In the summer of 1980 the defendant sought to obtain a mortgage on her property in Mukwanago, Wisconsin, from the Community National Bank, allegedly to pay for repairs to buildings on the property. In support of her loan application she presented the bank with a title opinion, ostensibly prepared and signed by Attorney Timothy Yanacheck, of the Petrie, Stocking, Meixner & Zeising law firm, stating that “record title in fee is good in Kathleen C. Weger, free and clear of encumbrances,” along with a fraudulent deed reportedly conveying the property to her. The bank approved the defendant’s loan primarily based upon the representations contained in the title opinion submitted by the defendant. When the defendant failed to make scheduled payments on her loan, the bank commenced an investigation that revealed the alleged title opinion had been forged and was in fact false. Thereafter the defendant was indicted by the Grand Jury for submitting false statements to the bank to induce the bank to make the loan.

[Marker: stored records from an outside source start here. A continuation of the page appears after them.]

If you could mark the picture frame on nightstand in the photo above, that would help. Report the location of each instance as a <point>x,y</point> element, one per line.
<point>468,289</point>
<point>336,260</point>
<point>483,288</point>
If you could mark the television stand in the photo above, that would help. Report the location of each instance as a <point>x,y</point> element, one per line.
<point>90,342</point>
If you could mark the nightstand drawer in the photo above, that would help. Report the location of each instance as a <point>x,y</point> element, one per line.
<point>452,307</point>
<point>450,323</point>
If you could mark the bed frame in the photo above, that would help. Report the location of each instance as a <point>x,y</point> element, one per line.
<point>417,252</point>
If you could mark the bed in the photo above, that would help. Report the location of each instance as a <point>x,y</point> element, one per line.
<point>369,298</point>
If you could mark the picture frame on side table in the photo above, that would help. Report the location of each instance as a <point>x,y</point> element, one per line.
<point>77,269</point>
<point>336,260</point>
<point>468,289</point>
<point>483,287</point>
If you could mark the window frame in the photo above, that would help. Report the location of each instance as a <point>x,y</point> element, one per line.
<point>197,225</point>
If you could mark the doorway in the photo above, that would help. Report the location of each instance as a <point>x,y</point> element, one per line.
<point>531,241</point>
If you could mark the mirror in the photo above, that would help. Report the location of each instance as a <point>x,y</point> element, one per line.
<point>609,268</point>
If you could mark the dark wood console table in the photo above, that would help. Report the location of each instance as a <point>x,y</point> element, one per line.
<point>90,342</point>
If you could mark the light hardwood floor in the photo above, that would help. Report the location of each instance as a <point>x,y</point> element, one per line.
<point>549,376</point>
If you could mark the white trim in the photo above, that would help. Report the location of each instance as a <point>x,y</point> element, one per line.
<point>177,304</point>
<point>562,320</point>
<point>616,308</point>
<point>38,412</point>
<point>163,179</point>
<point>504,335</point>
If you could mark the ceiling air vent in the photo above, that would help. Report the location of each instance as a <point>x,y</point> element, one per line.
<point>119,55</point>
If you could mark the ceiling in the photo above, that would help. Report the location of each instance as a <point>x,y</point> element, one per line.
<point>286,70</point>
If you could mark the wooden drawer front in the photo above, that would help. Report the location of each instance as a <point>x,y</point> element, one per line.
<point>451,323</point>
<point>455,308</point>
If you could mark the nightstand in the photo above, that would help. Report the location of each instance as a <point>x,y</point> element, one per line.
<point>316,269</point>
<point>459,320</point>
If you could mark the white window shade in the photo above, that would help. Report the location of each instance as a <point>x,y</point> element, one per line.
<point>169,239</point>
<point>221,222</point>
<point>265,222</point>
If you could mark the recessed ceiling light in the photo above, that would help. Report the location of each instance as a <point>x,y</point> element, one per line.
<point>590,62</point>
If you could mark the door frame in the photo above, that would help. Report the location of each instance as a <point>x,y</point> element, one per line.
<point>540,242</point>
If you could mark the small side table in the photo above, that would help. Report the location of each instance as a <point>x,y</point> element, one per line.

At trial, the government presented evidence to establish the fraudulent nature of both the title opinion and the deed as well as several invoices Weger presented to the bank to induce the bank to grant the loan. Attorney Yanacheck testified that he had not prepared the title opinion purporting to bear his signature, much less authorized or signed it, even though he had in the past performed legal services for the defendant 1 and her family. The prosecution also introduced in evidence a typed letter of some years past from the defendant to an attorney with the Petrie, Stocking law firm for the limited purpose of comparing the characteristics of the type style on that letter with the type style on the alleged title opinion. A government expert in the field of document examination testified that it was his belief that the type styles of the title opinion, the invoice and the defendant’s 1978 letter to the Petrie, Stocking law firm had uniquely similar characteristics and had most likely been typed on the defendant’s typewriter.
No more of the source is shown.